La Convention d’Athènes de 1974, modifiée par le protocole de 2002, impose aux transporteurs maritimes une responsabilité renforcée et des montants minimaux d’assurance obligatoires. Elle prévoit notamment un plafond d’indemnisation, sauf faute intentionnelle du transporteur. L’Union européenne a rendu cette convention applicable par le règlement CE n°392/2009. Ainsi, un passager blessé lors d’une croisière internationale bénéficie d’une protection harmonisée, avec des montants garantis d’indemnisation, ce qui rapproche le régime maritime des régimes aériens.

TL;DR

L’indemnisation des dommages corporels subis sur un bateau dépend donc du statut de la victime et du type de transport. Pour les passagers d’un transport commercial, la responsabilité du transporteur est quasi automatique.
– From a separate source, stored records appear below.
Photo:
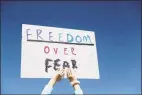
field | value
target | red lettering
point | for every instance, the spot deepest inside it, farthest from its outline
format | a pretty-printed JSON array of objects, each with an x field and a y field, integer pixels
[
  {"x": 46, "y": 49},
  {"x": 72, "y": 50},
  {"x": 55, "y": 50},
  {"x": 65, "y": 49}
]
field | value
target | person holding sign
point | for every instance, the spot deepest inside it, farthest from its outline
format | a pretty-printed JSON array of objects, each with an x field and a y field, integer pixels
[{"x": 60, "y": 73}]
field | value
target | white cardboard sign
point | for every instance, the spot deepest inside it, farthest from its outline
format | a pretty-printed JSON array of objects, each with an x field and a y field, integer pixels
[{"x": 45, "y": 49}]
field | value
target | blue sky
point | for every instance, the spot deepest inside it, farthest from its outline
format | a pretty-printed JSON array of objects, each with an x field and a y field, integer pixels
[{"x": 117, "y": 26}]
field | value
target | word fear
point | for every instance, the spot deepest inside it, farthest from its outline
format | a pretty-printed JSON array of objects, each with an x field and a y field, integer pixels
[
  {"x": 57, "y": 65},
  {"x": 48, "y": 49}
]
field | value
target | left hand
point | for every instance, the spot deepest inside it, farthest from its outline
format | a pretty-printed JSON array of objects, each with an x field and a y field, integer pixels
[{"x": 59, "y": 74}]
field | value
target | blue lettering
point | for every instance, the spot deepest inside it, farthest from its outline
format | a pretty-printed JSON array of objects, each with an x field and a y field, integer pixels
[
  {"x": 80, "y": 39},
  {"x": 71, "y": 38}
]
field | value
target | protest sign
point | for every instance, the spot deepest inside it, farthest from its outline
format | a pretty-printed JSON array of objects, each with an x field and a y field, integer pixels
[{"x": 45, "y": 49}]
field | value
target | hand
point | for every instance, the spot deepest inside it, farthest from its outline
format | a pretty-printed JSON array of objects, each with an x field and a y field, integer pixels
[
  {"x": 57, "y": 77},
  {"x": 71, "y": 75},
  {"x": 59, "y": 74}
]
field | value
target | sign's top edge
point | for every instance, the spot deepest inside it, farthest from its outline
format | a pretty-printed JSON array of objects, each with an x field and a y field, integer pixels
[{"x": 58, "y": 27}]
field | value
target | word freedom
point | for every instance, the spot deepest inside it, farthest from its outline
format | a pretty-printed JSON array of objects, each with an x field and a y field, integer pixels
[{"x": 49, "y": 37}]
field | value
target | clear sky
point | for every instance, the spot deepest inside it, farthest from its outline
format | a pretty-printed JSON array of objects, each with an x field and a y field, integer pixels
[{"x": 117, "y": 26}]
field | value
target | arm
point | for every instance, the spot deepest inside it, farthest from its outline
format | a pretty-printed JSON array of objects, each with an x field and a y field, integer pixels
[
  {"x": 49, "y": 87},
  {"x": 74, "y": 82}
]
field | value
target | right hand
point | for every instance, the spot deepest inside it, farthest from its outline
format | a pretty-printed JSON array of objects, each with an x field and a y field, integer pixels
[{"x": 70, "y": 74}]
Pour les plaisanciers, c’est le droit commun qui prévaut, avec la nécessité de prouver la faute. Les marins bénéficient quant à eux d’une protection professionnelle spécifique. Enfin, l’assurance joue un rôle déterminant, en assurant l’effectivité des réparations financières.

En clair : les règles varient, mais la constante est la même, celle d’une recherche d’équilibre entre sécurité des personnes, responsabilité des transporteurs et couverture assurantielle.